Gros bémol, cependant: leur algorithme constamment changeant qui perturbe notre expérience sur la plateforme 👎🏾!

 

Instagram c’est, pour moi, « the place to be» ; le réseau qui a remplacé son ancêtre et maison-mère Facebook, mais en version plus friendly et intuitive! J’adore cette plateforme car je m’y détends, m’y inspire, m’y divertis et m’y informe même, parfois.

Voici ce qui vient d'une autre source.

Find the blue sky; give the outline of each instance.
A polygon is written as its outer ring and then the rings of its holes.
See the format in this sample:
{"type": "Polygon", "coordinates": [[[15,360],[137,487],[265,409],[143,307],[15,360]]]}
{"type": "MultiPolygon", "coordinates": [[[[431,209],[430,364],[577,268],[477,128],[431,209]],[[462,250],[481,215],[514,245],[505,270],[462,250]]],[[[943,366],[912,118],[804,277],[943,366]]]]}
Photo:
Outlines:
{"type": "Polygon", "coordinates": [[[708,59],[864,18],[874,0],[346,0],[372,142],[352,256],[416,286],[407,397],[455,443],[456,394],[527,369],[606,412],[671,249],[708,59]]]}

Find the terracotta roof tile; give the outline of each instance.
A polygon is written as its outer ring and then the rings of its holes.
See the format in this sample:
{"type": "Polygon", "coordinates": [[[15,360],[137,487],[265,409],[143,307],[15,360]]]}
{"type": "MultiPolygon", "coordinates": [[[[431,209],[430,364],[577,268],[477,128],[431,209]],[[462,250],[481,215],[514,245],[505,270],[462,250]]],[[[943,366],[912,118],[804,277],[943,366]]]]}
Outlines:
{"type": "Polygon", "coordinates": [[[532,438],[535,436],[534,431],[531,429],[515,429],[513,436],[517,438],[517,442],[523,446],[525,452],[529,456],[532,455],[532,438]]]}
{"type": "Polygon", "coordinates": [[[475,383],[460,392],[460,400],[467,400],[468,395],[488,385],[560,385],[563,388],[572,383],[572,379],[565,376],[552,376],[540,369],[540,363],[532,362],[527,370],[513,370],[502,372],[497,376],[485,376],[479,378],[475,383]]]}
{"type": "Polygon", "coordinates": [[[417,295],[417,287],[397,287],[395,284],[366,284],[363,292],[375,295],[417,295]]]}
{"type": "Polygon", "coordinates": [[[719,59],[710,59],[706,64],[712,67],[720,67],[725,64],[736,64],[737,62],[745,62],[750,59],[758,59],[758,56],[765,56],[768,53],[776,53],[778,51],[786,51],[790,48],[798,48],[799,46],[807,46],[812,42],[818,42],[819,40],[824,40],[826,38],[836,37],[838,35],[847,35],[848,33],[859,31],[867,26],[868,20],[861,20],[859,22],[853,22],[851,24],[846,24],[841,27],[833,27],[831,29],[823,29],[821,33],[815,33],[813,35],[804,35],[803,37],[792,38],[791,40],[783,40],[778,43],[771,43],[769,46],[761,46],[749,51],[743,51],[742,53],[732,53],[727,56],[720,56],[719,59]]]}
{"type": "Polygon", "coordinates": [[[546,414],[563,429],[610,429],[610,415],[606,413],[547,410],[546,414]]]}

Scroller de feeds en feeds pour découvrir des lieux que j’aimerais explorer, des inspirations Mode & Lifestyle, des univers et petits bouts de vies que certain.e.s veulent bien nous partager, des artistes, marques et autres petites entreprises dont les talents, produits et services ont pu toucher un large public qu’ils n’imaginaient pas atteindre.

Bref! Instagram a vraiment permis d’amplifier la notion de «partages instantanés»  à grande échelle, en la portant dans une autre dimension! Vous me direz, d’autres réseaux comme SnapChat et (plus récemment) TikTok le font aussi! Mais rien n’y fait : Instagram is BAE for me ! 

 

 

Pourtant, cet attrait pour les réseaux sociaux ne m’en fait pas moins oublier que ce sont aussi des outils dont il ne faut pas ignorer le côté dangereux et les dérives : libre accès (+/- contrôlé selon les réseaux) octroyé à des utilisateurs de plus en plus jeunes; exposition accrue à l’hyper sexualisation, la pédophilie et/ou à la pornographie; bad buzz et cyber harcèlement, usurpation d’identité, catfishing  et autres manipulations!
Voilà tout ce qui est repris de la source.